Utilizar um princípio do mérito para atribuir posições escassas e desejáveis numa hierarquia laboral – e nas instituições educativas que prepararam as pessoas para esses trabalhos – será justo apenas se forem cumpridas várias condições. Em primeiro lugar, as qualificações devem definir-se em termos de capacidades técnicas e competência, independentemente do respeito por outros valores e por outras culturas, e de forma neutra relativamente a ambas as circunstâncias. Por competência técnica entendo a competência para produzir resultados específicos. Se o critério do mérito não distingue entre capacidades técnicas e atributos normativos ou culturais, não há forma de separar o facto de uma pessoa ser “boa” trabalhadora num certo sentido, de pertencer a classe de pessoa desse tipo – com os antecedentes indicados, um certo estilo de vida, etc. Em segundo lugar, para justificar as diferenças quanto aos privilégios laborais, as capacidades puramente técnicas e as competências devem ser “relativas ao trabalho”, no sentido de que podem predizer um desempenho excelente no seu cargo. Em terceiro lugar, para dizer que um indivíduo é mais qualificado do que outro, o seu desempenho e o desempenho que se tenha podido prever deve ser comparável e qualificável de acordo com regras que sejam independentes dos valores e da cultura, e neutras relativamente a ambas as circunstâncias.

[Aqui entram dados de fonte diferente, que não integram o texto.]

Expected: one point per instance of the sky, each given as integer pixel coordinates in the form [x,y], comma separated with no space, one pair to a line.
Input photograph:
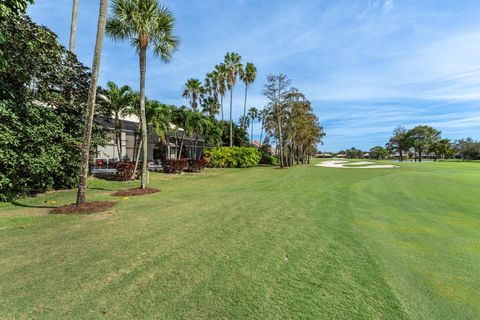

Aqueles que defendem o princípio do mérito raramente duvidam de que estas condições se possam alcançar. Fishkin, por exemplo, considera óbvio que a competência técnica dos indivíduos se possa medir e prever com independência quanto a valores, propósitos e normas culturais. “É difícil acreditar – diz o autor – que numa sociedade moderna com uma diferenciação de tarefas complexa não se possam definir qualificações relacionadas com o trabalho dos indivíduos para prever melhores resultados” (Fishkin, 1983, p. 56). Pode ser que seja difícil de acreditar, mas é um facto que tais regras normativa e culturalmente neutras do desempenho individual não existem na maioria dos trabalhos. A ideia de um critério objectivo e não enviesado relativamente aos atributos pessoais é uma versão do ideal de imparcialidade, e é simplesmente impossível.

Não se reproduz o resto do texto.